Specification of an RDF Crawler

Ontology servers and other tools dealing with meta information sometimes need to retrieve facts describing resources on the Web. The current standard of making statements about Web resources is RDF (Resource Description Framework), and there are a few more standards which build on top of the RDF, e.g. RDFS and OIL. Therefore we may need a utility to download RDF information from all over the Internet. This utility will be henceforth called RDF Crawler.

It is a tool which downloads interconnected fragments of RDF from the Internet and builds a knowledge base from this data. At every phase of RDF crawling we maintain a list of URIs to be retrieved as well as URI filtering conditions (e.g. depth, URI syntax), which we observe as we iteratively download resources containing RDF. To enable embedding in other tools, RDF Crawler provides a high-level programmable interface (Java API). RDF Crawler utility is just a wrapper around this API - either a console application, or a windows application or a servlet.

List of contacts

S. Staab
AIFB, rm. 224, phone +49-721-608-4751, staab@aifb.uni-karlsruhe.de
K. Apsitis
AIFB, rm. 239, phone +49-721-608-6038, kaa@aifb.uni-karlsruhe.de
S. Handschuh
AIFB, rm. 251, phone +49-721-608-7363, sha@aifb.uni-karlsruhe.de
H. Oppermann
Ontoprise, phone ..., oppermann@ontoprise.de

RDF Data Extraction

RDF data (or other meta data similar to RDF) may appear in Web documents in several ways.
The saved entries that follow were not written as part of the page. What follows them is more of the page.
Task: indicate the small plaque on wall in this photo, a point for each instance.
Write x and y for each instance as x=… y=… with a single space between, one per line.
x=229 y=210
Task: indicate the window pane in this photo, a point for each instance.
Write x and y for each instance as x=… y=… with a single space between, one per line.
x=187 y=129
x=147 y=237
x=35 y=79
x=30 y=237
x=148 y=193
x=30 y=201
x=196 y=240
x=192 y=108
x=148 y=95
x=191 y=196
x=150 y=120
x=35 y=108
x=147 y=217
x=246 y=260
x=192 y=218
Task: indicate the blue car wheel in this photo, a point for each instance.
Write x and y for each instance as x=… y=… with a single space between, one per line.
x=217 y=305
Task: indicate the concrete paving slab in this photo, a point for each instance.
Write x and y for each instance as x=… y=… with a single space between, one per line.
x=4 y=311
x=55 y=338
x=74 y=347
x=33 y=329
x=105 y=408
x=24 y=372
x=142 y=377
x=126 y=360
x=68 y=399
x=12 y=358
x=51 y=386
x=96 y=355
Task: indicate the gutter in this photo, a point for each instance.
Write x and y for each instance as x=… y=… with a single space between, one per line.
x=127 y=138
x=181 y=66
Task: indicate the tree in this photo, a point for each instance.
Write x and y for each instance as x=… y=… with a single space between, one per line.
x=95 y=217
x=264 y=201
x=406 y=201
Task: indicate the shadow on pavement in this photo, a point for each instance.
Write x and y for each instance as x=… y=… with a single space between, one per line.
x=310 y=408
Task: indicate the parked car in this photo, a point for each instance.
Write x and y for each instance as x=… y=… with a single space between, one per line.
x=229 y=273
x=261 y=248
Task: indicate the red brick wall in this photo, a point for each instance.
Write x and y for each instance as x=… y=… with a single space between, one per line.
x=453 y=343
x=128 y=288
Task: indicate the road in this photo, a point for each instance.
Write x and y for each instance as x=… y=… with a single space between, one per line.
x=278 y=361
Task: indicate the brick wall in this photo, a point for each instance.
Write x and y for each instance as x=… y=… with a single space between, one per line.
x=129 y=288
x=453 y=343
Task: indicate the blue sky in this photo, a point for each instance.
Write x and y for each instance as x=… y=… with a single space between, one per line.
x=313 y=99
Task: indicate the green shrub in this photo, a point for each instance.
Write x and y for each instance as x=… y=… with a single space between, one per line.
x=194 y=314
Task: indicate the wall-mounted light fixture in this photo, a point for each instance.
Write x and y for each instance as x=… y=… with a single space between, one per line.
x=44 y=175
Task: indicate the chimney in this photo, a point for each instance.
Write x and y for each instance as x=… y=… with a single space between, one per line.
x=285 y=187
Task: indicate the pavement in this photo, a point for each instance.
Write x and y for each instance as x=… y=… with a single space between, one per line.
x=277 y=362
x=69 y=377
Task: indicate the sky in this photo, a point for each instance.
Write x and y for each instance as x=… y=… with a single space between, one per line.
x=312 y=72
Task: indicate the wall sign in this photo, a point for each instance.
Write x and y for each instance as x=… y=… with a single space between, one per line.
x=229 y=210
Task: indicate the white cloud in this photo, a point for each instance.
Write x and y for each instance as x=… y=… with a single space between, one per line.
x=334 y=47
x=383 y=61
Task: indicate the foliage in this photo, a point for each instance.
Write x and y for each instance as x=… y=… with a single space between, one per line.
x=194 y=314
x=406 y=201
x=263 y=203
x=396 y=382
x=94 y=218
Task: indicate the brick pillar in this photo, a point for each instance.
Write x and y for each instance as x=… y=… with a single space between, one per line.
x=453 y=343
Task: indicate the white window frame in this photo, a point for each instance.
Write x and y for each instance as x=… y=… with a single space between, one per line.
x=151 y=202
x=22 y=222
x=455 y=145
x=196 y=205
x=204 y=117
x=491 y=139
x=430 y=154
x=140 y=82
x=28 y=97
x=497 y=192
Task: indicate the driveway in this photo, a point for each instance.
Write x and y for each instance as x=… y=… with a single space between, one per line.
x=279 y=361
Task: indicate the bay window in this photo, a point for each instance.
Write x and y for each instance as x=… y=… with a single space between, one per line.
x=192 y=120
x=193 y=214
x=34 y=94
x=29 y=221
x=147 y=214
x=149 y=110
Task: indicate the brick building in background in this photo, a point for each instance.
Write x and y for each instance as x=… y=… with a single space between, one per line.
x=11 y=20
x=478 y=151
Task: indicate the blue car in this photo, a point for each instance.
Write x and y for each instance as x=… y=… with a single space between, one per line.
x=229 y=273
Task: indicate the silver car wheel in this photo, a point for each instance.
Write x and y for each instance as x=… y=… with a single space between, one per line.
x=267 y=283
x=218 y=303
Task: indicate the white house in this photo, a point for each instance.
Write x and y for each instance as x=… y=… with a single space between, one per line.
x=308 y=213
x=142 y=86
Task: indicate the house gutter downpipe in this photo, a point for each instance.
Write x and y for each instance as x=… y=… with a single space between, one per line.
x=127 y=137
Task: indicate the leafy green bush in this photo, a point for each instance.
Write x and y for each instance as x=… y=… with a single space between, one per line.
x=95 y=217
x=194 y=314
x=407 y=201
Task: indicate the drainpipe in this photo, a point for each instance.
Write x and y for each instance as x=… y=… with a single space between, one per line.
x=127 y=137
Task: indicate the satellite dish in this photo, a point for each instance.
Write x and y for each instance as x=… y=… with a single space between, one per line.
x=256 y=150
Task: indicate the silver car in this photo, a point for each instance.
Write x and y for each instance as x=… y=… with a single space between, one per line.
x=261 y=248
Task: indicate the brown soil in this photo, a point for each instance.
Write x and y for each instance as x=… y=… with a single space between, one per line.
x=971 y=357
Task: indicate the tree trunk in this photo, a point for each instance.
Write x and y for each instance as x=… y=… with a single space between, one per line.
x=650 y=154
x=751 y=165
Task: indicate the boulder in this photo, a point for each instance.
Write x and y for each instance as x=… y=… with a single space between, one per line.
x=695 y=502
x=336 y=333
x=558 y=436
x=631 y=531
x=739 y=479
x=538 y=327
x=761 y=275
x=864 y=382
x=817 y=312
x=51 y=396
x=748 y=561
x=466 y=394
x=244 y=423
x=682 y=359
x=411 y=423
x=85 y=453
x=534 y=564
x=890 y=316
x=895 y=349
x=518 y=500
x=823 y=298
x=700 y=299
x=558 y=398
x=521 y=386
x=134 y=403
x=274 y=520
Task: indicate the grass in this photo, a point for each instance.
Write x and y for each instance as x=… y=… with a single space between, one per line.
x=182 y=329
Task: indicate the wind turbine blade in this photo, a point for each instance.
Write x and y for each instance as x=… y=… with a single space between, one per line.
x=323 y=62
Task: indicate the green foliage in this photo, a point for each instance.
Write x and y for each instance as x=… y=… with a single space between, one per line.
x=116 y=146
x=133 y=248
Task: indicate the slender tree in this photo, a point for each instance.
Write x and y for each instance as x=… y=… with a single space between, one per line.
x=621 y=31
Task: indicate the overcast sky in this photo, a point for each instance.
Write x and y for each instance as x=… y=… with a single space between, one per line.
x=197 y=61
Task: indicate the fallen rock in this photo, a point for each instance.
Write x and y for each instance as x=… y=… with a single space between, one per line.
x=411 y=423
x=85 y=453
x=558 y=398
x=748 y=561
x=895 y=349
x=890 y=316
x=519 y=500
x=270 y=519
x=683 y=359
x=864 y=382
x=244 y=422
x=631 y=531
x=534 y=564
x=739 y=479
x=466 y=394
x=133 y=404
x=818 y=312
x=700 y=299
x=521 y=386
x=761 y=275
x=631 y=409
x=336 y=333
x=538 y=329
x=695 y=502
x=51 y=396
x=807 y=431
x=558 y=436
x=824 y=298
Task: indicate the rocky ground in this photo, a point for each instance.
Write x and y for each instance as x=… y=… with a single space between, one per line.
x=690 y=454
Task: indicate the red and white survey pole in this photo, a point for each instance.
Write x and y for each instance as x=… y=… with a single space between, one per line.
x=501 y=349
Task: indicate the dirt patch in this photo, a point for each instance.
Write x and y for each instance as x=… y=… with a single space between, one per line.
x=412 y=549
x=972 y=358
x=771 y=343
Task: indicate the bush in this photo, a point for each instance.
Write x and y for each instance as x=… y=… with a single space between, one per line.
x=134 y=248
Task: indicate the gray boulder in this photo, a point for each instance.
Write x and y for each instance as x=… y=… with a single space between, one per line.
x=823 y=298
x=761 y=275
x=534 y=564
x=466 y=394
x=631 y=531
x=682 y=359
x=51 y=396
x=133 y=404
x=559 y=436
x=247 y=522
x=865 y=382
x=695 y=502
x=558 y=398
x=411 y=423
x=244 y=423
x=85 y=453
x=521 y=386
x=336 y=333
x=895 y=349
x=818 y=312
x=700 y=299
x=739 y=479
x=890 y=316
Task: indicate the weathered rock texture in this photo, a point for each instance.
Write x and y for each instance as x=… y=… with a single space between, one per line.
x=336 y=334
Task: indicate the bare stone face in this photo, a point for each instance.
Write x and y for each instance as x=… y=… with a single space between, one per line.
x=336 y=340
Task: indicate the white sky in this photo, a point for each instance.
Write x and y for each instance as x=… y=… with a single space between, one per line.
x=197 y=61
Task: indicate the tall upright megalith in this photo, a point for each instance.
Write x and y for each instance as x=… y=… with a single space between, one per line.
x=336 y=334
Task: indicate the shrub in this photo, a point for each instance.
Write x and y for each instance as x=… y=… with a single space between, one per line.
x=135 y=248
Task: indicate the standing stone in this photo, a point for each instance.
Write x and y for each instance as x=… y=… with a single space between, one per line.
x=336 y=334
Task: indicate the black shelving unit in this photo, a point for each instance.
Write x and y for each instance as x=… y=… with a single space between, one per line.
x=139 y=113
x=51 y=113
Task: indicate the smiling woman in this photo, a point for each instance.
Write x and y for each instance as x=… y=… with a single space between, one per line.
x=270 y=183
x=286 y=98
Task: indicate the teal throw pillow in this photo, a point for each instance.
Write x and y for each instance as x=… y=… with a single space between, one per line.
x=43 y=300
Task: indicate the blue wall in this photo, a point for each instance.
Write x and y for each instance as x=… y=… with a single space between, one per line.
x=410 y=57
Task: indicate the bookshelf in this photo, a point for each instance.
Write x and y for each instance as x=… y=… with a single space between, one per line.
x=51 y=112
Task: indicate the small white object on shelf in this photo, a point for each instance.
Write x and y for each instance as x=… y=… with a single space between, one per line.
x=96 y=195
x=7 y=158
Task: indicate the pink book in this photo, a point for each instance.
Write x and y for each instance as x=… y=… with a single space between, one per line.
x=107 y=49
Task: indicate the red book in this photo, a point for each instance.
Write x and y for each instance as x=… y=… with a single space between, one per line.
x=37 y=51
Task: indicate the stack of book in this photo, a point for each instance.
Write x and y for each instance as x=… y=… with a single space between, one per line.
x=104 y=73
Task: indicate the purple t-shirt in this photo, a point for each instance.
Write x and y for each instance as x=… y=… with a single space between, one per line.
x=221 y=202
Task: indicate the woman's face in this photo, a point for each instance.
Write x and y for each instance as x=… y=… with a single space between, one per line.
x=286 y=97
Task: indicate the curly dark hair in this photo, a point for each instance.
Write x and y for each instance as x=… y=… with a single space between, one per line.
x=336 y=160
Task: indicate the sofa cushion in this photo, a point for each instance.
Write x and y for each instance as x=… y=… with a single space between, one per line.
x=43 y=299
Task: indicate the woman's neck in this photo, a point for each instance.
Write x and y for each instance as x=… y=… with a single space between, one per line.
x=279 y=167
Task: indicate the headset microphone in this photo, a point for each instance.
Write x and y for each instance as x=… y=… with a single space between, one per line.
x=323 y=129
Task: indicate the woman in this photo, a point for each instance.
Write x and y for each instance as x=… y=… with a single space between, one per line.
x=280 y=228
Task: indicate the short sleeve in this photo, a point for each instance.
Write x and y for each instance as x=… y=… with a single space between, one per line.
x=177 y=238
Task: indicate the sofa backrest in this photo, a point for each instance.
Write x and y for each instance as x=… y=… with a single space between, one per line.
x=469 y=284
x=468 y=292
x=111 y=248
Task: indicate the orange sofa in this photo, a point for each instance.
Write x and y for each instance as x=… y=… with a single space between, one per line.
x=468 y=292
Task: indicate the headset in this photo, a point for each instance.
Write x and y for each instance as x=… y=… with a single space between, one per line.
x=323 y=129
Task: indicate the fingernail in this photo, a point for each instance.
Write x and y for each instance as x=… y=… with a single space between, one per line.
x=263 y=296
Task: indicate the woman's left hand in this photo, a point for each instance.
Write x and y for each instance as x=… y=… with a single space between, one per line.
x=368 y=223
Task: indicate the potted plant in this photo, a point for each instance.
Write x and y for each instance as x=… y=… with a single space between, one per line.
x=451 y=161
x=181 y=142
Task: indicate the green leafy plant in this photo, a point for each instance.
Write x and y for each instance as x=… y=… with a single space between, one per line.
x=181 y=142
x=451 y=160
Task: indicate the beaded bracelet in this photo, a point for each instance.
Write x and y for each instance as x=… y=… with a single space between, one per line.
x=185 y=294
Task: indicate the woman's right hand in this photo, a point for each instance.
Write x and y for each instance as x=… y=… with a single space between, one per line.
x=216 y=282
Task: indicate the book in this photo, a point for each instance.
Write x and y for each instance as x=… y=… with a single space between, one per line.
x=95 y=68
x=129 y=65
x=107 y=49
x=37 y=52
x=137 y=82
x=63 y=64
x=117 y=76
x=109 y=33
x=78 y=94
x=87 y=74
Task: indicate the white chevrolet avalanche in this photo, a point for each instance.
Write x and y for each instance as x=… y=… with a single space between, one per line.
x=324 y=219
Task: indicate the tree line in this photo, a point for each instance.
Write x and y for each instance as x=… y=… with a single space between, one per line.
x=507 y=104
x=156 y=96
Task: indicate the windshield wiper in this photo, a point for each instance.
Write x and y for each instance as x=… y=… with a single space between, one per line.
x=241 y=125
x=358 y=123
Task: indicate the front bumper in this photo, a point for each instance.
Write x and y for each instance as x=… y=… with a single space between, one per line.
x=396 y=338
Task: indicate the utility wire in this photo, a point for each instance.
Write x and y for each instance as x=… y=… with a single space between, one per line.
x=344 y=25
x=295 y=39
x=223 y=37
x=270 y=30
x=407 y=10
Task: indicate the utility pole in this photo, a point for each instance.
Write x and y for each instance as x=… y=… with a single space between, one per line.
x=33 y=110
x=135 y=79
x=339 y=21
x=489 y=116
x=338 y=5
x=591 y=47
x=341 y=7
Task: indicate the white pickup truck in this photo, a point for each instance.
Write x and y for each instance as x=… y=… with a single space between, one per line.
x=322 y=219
We list some typical cases, assuming that the RDF Crawler will initially cover just a few of them.

Pure RDF

Pure RDF resources on the Web may be distinguished before download - the files have extensions .rdf, .rdfs, .oil (anything else?). RDF has its own MIME type: text/rdf, as mentioned in http://www.mozilla.org/rdf/rdf-nglayout.html (maybe also text/xml). After the download, RDF API parser (see http://www-db.stanford.edu/~melnik/rdf/api.html also an older W3C tool: http://www.w3.org/RDF/Implementations/SiRPAC/), processes the RDF file. RDF API knows how to deal with all RDF syntax details which cannot be easily done by dumb XML parsing (see http://www.w3.org/TR/REC-rdf-syntax/ for details). It produces triples. How to handle them is discussed in section Storing RDF Data.

RDF data usually brings up usage of some kind of RDF Schema or more generally, some ontology. These are referenced with namespace identifiers. We require that RDF Crawler tool always tries to download these schemas regardless of depth restrictions.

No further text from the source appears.